In 2016, one in six households in Ohio’s six largest cities did not have a car. This number varied between cities in the state, though: in Columbus the number of households without a car was less than one in ten while in Cleveland the number approached one in four.
Part of this is a story about poverty. Higher-poverty cities tend to also have lower levels of car ownership nationally, and this is a trend that we see among Ohio cities as well.
This data should not be especially surprising: it is well established that higher incomes lead to greater levels of car ownership. Something to take away from this data is that car ownership is still rather prevalent among poor households. Even if all houses without cars were poor, anywhere from a quarter to over half of all poor households in each city own a car.
On implication of this data is for financing of mass transit. One of the justifications given for public financing of mass transit is redistributionary: that mass transit is disproportionately used by the poor and thus financing for mass transit serves as a mechanism for promoting equity.
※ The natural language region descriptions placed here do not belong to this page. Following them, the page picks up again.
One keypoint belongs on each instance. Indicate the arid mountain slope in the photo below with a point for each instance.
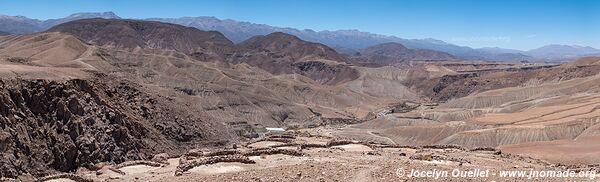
(281, 53)
(395, 53)
(131, 34)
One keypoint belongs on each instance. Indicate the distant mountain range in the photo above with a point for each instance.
(347, 40)
(395, 53)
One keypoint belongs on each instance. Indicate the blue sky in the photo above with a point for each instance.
(518, 24)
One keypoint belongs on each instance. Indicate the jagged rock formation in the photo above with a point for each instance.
(54, 125)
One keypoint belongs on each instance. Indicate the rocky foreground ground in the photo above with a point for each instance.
(319, 155)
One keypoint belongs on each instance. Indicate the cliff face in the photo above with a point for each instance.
(63, 125)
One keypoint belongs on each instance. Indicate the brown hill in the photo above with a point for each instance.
(281, 53)
(395, 53)
(131, 34)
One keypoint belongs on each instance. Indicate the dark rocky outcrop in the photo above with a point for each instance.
(50, 126)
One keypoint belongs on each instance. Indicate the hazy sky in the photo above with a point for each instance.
(518, 24)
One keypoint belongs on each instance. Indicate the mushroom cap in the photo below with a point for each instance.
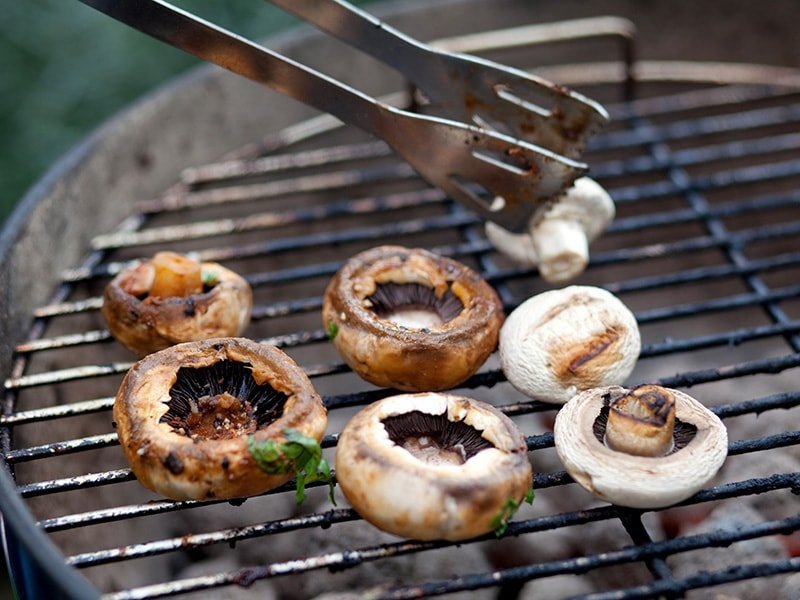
(402, 495)
(557, 242)
(561, 342)
(178, 467)
(638, 481)
(151, 324)
(388, 354)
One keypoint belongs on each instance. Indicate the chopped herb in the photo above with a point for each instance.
(501, 519)
(299, 454)
(333, 330)
(209, 278)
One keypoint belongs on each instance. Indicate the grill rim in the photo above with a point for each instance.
(17, 519)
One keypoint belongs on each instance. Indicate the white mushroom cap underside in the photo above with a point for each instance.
(561, 342)
(639, 481)
(402, 495)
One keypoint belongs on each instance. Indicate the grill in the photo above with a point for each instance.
(701, 159)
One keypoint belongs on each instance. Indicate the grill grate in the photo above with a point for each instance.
(704, 249)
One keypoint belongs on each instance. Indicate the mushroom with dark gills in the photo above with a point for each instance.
(410, 319)
(648, 447)
(189, 417)
(433, 466)
(561, 342)
(173, 298)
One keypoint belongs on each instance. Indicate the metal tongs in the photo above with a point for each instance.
(505, 176)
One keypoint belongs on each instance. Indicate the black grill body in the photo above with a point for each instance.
(704, 250)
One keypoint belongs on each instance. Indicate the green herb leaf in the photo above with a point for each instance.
(209, 278)
(333, 330)
(299, 454)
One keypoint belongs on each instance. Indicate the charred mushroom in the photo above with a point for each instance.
(410, 319)
(187, 416)
(558, 242)
(433, 466)
(173, 298)
(647, 447)
(561, 342)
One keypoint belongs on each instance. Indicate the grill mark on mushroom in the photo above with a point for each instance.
(221, 401)
(389, 297)
(570, 302)
(423, 434)
(681, 435)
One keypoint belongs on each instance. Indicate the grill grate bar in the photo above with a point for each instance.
(782, 115)
(496, 276)
(705, 579)
(271, 219)
(56, 412)
(336, 180)
(698, 156)
(351, 558)
(280, 163)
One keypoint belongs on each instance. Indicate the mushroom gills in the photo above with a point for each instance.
(414, 305)
(682, 433)
(221, 401)
(435, 439)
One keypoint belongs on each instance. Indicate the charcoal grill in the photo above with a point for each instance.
(702, 160)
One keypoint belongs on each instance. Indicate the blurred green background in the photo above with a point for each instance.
(65, 68)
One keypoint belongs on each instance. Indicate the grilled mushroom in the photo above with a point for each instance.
(558, 243)
(433, 466)
(647, 447)
(410, 319)
(173, 298)
(561, 342)
(185, 416)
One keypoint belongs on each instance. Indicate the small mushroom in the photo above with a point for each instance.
(186, 416)
(558, 242)
(648, 447)
(410, 319)
(173, 298)
(433, 466)
(561, 342)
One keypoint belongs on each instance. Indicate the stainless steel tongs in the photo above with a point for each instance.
(506, 177)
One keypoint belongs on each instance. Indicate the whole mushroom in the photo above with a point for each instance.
(433, 466)
(188, 416)
(561, 342)
(173, 298)
(410, 319)
(648, 447)
(558, 241)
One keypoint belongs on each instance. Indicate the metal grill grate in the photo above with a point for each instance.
(704, 249)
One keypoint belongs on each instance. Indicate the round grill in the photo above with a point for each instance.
(701, 159)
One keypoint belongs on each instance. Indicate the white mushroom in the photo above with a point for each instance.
(677, 463)
(561, 342)
(558, 242)
(433, 466)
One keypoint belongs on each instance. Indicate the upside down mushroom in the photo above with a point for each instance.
(410, 319)
(561, 342)
(189, 418)
(173, 298)
(558, 242)
(433, 466)
(648, 447)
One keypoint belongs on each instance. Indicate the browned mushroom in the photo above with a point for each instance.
(410, 319)
(647, 447)
(187, 416)
(173, 298)
(433, 466)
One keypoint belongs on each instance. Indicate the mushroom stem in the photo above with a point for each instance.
(642, 422)
(176, 276)
(562, 248)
This data, though, shows how imprecise this method is for achieving equity. Add the fact that taxes used to pay for mass transit tend to be regressive sales taxes, and we can see that much of our mass transit system is financed by poor families with cars.
Another implication is that gas taxes may not be as regressive as they are often pitched. While a lot of poor households own cars, many also do not, which means that a gas tax to capture infrastructure, congestion, fatality, and emission costs with a low-income rebate could be more progressive than we often assume.